Justice McEvoy found that a director who does not provide the relevant legal advisor with complete and accurate information and a basis for the legal advisor’s assumptions cannot subsequently rely on that advice to seek a reduction in the penalty.
9. Trustee company directors found personally liable for causing breaches of trust
Lin v Chu [2025] FCAFC 130
On 12 September 2025, the Federal Court of Australia Full Court (FCAFC) unanimously agreed that directors of trustee companies can be personally liable if they intentionally cause a breach of trust. The court held that directors can be liable in equity for either knowingly procuring or inducing the breach, or knowingly assisting in a dishonest and fraudulent design.
The decision was on an appeal of Chu v Lin [2024] FCA 766, in which Justice Jackman held that two directors of Gold Stone Capital Pty Ltd (Gold Stone), which was the trustee of unregistered managed investment scheme Gold Stone Secured Income Mortgage Fund, were personally liable for Gold Stone’s breaches of trust by making three imprudent loans.

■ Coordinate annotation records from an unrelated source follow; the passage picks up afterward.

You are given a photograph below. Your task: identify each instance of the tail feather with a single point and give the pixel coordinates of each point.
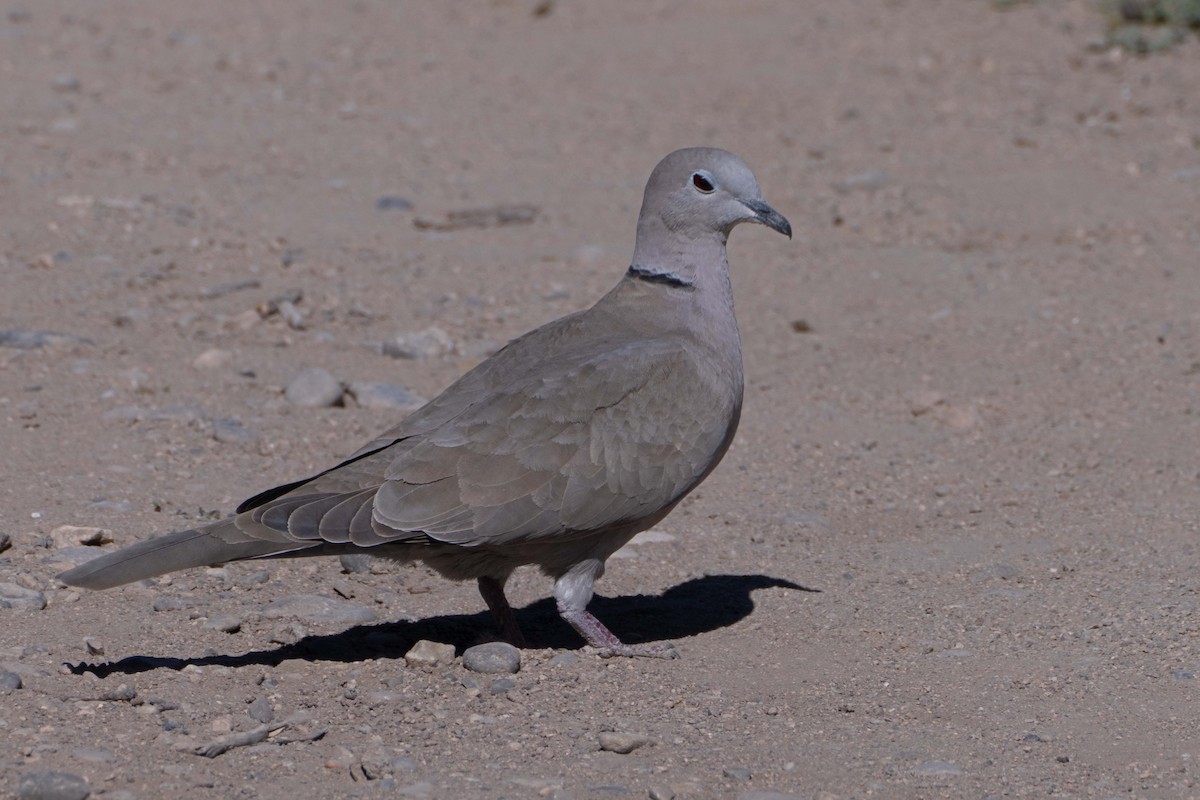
(216, 543)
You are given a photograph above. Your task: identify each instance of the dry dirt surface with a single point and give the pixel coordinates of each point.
(971, 416)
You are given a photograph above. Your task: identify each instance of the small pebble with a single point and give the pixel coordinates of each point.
(213, 359)
(936, 769)
(355, 563)
(93, 755)
(33, 340)
(502, 685)
(429, 654)
(390, 396)
(393, 203)
(228, 429)
(313, 388)
(868, 181)
(10, 683)
(318, 608)
(52, 786)
(67, 83)
(616, 741)
(261, 710)
(492, 657)
(13, 595)
(81, 536)
(429, 343)
(225, 623)
(175, 603)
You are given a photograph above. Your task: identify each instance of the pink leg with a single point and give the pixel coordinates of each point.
(493, 595)
(606, 643)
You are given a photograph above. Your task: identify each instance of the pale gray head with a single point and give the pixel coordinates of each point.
(701, 193)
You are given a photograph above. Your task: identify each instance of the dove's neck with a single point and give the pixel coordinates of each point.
(682, 262)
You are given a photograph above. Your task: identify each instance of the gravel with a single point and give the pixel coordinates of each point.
(318, 609)
(492, 657)
(313, 388)
(52, 786)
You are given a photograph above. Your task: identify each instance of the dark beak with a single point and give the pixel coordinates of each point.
(769, 217)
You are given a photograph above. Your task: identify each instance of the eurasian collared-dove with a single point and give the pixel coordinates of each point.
(556, 451)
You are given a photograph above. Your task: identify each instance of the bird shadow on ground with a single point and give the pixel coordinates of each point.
(690, 608)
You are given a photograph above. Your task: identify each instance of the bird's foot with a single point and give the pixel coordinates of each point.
(493, 595)
(605, 643)
(657, 650)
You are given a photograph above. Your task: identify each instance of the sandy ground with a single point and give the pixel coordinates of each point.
(971, 417)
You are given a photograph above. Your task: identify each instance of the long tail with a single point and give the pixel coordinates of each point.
(216, 543)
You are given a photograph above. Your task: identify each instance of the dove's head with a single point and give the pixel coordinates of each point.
(703, 192)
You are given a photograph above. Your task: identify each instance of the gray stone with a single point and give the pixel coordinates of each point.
(313, 388)
(393, 203)
(317, 608)
(389, 396)
(81, 536)
(52, 786)
(936, 769)
(355, 563)
(492, 657)
(227, 429)
(225, 623)
(16, 596)
(10, 683)
(871, 180)
(33, 340)
(261, 710)
(429, 654)
(618, 741)
(502, 685)
(429, 343)
(75, 555)
(177, 603)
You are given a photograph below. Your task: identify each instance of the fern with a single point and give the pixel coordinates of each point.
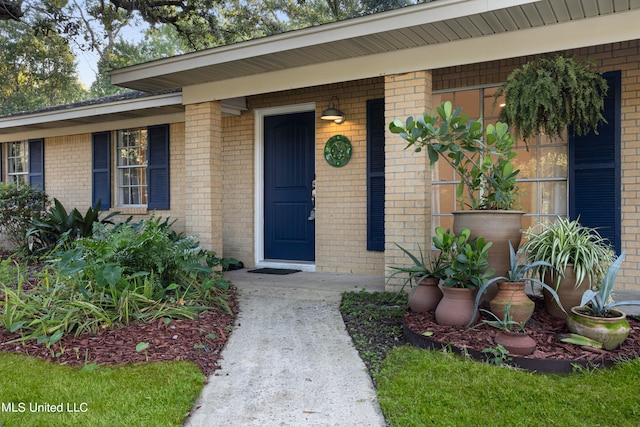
(550, 93)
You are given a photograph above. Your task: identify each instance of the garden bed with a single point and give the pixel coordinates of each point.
(551, 354)
(200, 341)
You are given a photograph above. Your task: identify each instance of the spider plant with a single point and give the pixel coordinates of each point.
(568, 242)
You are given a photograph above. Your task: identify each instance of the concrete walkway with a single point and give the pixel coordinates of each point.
(290, 360)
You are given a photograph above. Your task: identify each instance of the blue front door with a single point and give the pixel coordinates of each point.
(289, 170)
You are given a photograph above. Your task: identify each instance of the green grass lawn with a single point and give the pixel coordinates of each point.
(427, 388)
(149, 394)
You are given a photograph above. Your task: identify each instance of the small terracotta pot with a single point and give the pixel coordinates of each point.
(512, 294)
(610, 331)
(456, 307)
(568, 294)
(425, 296)
(519, 343)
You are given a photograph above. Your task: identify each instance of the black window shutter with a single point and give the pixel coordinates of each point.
(36, 163)
(594, 174)
(158, 167)
(375, 175)
(101, 170)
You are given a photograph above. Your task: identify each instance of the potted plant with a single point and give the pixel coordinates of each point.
(483, 161)
(596, 318)
(550, 93)
(425, 274)
(511, 295)
(578, 256)
(513, 335)
(467, 270)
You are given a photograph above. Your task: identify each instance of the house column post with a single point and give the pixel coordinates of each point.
(407, 174)
(203, 173)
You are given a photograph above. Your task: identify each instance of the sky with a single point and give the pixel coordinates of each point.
(87, 60)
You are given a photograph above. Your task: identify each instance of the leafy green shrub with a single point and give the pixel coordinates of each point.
(55, 307)
(123, 273)
(57, 226)
(19, 203)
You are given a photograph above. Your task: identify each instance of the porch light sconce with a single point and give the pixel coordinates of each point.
(332, 113)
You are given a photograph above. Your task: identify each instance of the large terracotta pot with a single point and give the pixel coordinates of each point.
(513, 295)
(499, 227)
(456, 307)
(610, 331)
(568, 294)
(516, 343)
(425, 296)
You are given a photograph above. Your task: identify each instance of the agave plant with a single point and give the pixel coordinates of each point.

Justice Jackman found that Louise Carol Lin, a de facto director, and her husband Hai Zhong Cai, a director of Gold Stone, knowingly procured or induced those breaches of trust, including by negotiating and agreeing to the loans and signing documents to give effect to them.
10. Statutory oppression can extend to corporate partnership context
WIJOAV Services Pty Ltd v Goldstone Private Equity Pty Ltd, [2025] FCA 622
The Federal Court of Australia for the first time examined the application of statutory oppression provisions in the Corporations Act 2001 (Cth) to limited partnerships managed or conducted by a company through which members were allegedly oppressed.
The case arose from the irretrievable breakdown of a business relationship between Alexandra Commins (the managing director of Goldstone Private Equity Pty Ltd and Goldstone Fund Management Pty Ltd) and James Angelis (an entrepreneur and major investor) and their respective corporate vehicles. The dispute concerned the parties’ interests in Goldstone Private Equity Fund, a venture capital private equity business.
At the heart of the case was a claim that the conduct of the affairs of Goldstone Private Equity Pty Ltd and Goldstone Fund Management Pty Ltd was contrary to the interests of members as a whole and oppressive to, unfairly prejudicial to, or unfairly discriminatory against Commins’ corporate vehicle WIJOAV Services Pty Ltd under section 232 of the Corporations Act 2001.
Justice Jackman held on 13 June 2025 that statutory oppression for the purposes of section 232 of the Corporations Act 2001 (Cth) can extend to the affairs of a company in its capacity as a general partner of a limited partnership. He also found that the court’s powers to remedy oppression under section 233 of the Act could extend to the buy-out of partnership interests in such a case.